Wayland, Mark add reaction to this message
Dr. Loonen: I am possibly interested in joining your proposal, if you would have me, but need to know the implications in doing so, from a work load perspective. What are the expectations of researchers involved in the IPY? Also, I work with the Canadian Wildlife Service and one of our scientists is preparing a 'seabird' proposal that I could also possibly join. My field research (started in 2004 and will to continue until 2007 inclusive)is examining the health of glaucous gull chicks in relation to contaminant levels in their tissues. The study is being done in the Canadian arctic. I am looking, among other things, at immune function, using the skin swelling response to PHA and the primary immune response to sheep red blood cell injection. I may modify my project to include more sensitive antigens, depending on the possibility of finding collaborators trained in doing ELISA and who also have a supply of antibodies that will react with gull antibodies.

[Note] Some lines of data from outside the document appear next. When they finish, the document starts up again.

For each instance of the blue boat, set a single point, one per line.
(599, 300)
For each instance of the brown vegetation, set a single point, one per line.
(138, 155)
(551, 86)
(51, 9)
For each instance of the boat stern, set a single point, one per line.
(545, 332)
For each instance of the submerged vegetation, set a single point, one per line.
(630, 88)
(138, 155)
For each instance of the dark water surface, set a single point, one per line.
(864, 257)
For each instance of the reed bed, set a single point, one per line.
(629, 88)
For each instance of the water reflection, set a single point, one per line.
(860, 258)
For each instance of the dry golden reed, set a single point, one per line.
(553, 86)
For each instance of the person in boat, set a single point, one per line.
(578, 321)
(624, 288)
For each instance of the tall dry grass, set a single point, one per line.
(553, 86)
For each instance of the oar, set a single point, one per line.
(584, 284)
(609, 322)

Loonen, Maarten: reaction on previous text
 Dear Mark, I think your project fits beautifully. There is no commitment yet into joining. The list of interested people will be used to show the importance of the project and people will stay informed of every step. Later, more work might be needed, but you can always decide to redraw your partnership.

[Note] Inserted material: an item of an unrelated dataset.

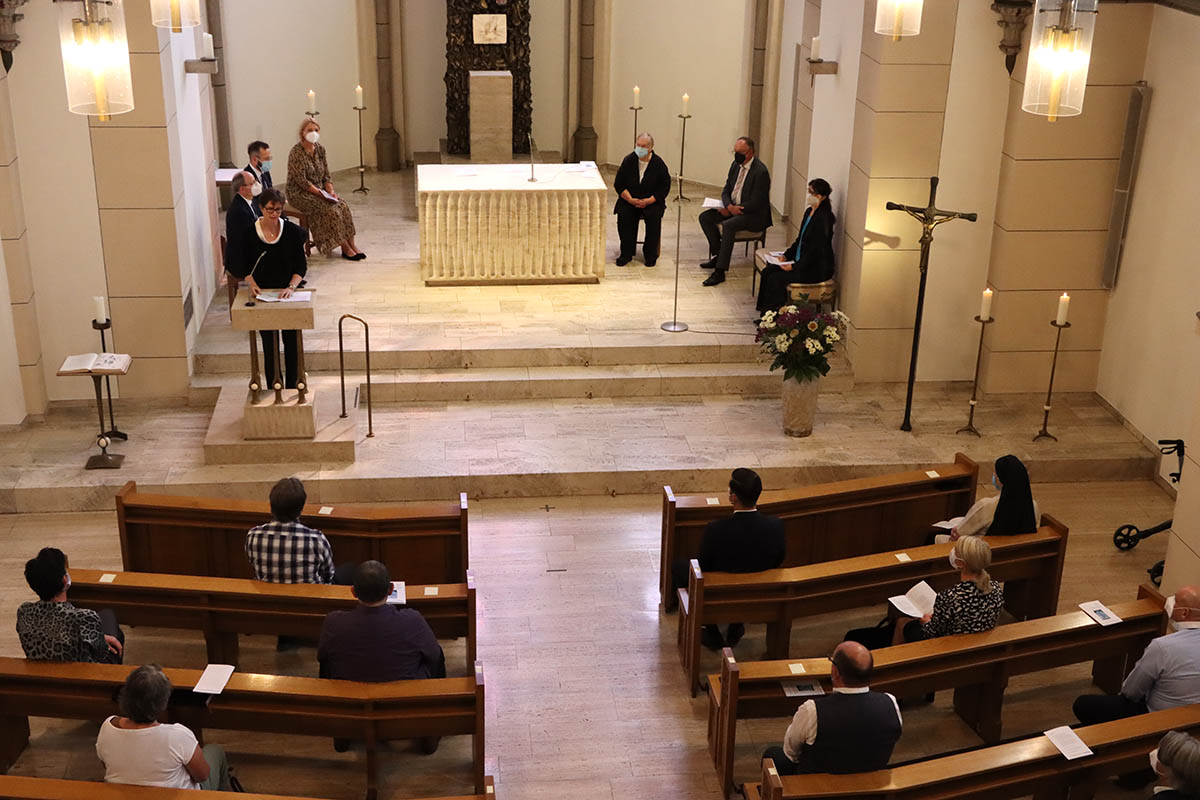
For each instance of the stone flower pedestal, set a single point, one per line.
(799, 407)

Savinova, Tatiana add reaction to this message
Hei Maarten, proposed project looks very interesting - good work! I am writing to you in order to raise a question, which is extremely important, on my opinion, for birds from the Arctic regions - interaction between environmental contaminants and parasite invasion, especially during the breeding season when the lipids redistribution (and contaminants incorporated into the lipids) took place. There were several publications shown a very good correlation between persistent organic contaminant levels and parasite invasion. Our institute Akvaplan-niva, has been cooperating with the Norwegian Polar Institute and the Russian research institutes (Murmansk Marine Biological Institute, Russian Academy of Sciences and Typhoon, Russian Federal Service on Hydrometeorology and Monitoring) in studying contaminants and parasites in Svalbard marine birds. I think it will be benefit for the project, if you will add to you project plan some contaminant studies. At least for Svalbard region, where marine birds have quite elevated levels of different types of established POPs (pesticides, PCBs etc.) and, so-called, a new compounds (PCDD/PCDFs, PBDEs, toxaphene etc.) and where were done some researches on Glaucous Gull immune systems response to contaminant levels, these studies will bring a good results. If you will find this suggestion interesting, I will be glad to contribute to the project and participate in it together with 2 Russian partners. You can contact me by phone or e-mail. Regards and good luck with the proposal, Tatiana Savinova, Ph.D. Research Scientist/Senior Consultant Akvaplan-niva, Polar Environmental Centre N-9296, Tromsoe, Norway tel. +47 77750347 fax +47 77750301 Home +47 77640582 Mob. +47 99404532 e-mail
Loonen, Maarten: reaction on previous text
 Dear Tatiana, for the final plan in June, we have to think about adding the realtion between contaminants and immune system. Sofar, several people who have joined have stated contaminents as their interest. Important in the whole project will be to use marked individuals for experiments to test any relation.